Economic insight provided by Alberta Central Chief Economist Charles St-Arnaud.
Insolvencies eased in September. However, the decline comes after an unusually strong increase in August. Nevertheless, the reduction in September does not alter the trend. The insolvencies remain low, but proposals (a renegotiation of terms) have increased sharply in recent months. They are now above their pre-pandemic nationally and in Saskatchewan, Alberta, Manitoba, BC, and Ontario. This situation suggests a rise in households struggling with their debt load as the Bank of Canada continues raising interest rates.
Record levels of household debt, declining purchasing power due to rising inflation, and the sharp rise in interest rates are putting pressure on households’ finances (see The Great Consumer Squeeze for details). Moreover, a slowing economy is likely to be associated with a rise in unemployment. All those factors are pointing to a continued increase in insolvencies in the coming months. The question is whether the strength of the labour market, with the lowest unemployment rate on record, and the vast amount of saving accumulated during the pandemic, estimated at $320bn, will provide some relief.

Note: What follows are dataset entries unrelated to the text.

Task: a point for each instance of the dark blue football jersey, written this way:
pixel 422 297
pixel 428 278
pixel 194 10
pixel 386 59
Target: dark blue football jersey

In Alberta, a strong recovery in the oil sector, with the value of oil production reaching an all-time high since mid-2021 (production value has averaged $12bn since the start of 2022), and the associated tailwind on income and confidence, and a robust labour market could help to hold back insolvencies. However, Albertan households have some of the highest debt-to-income ratios, making them vulnerable to rising interest rates. In addition, we note that the level of proposals (a renegotiation of terms) is well above its pre-pandemic one.
Insolvencies eased in September, on a seasonally-adjusted basis and their number remained below their pre-COVID levels. Insolvencies, which include both bankruptcies and proposals (a renegotiation of terms), rose by 22.5% compared to the same month last year. This resulted from a 32.6% y-o-y increase in proposals, while bankruptcies were mostly unchanged +0.1% y-o-y. Compared to last year, insolvencies increased in every province, except in Manitoba were they are lower by 9.2% y-o-y. The increase was the most significant in Newfoundland (+51.1% y-o-y), Nova Scotia (+37.6% y-o-y), Saskatchewan (+35.1% y-o-y), and BC (+33.5% y-o-y). Alberta (+9.3% y-o-y), Quebec (+18.1% y-o-y), New Brunswick (+18.9% y-o-y), and PEI (+20.0% y-o-y) saw the smallest, yet still large, increases.
On a monthly basis, insolvencies declined by 5.1% m-o-m seasonally-adjusted (sa) in September. The lower insolvencies were led by an decrease in both proposals (+4.7% m-o-m sa) and in bankruptcies (-6.4% m-o-m sa). The reduction in insolvencies on the month was led by Manitoba (-21.5% y-o-y), Alberta (-8.0% m-o-m), BC (-4.7% m-o-m), and Quebec (-4.5% m-o-m). Insolvencies increased on the month in PEI (+6.9% m-o-m sa) and Saskatchewan (+0.2% m-o-m sa).
In Alberta, insolvencies declined by 8.0% m-o-m sa and increased by 9.3% compared to the same month last year. Over the past 12 months, there have been 14.7k insolvencies, still well below their pre-pandemic levels of 17.2k. On a seasonally-adjusted basis, the decrease in insolvencies in September came from a reduction in both proposals (-8.3% m-o-m sa) and bankruptcies (-6.1% m-o-m sa.). However, we note that the level of proposals is well above its pre-pandemic level and rising.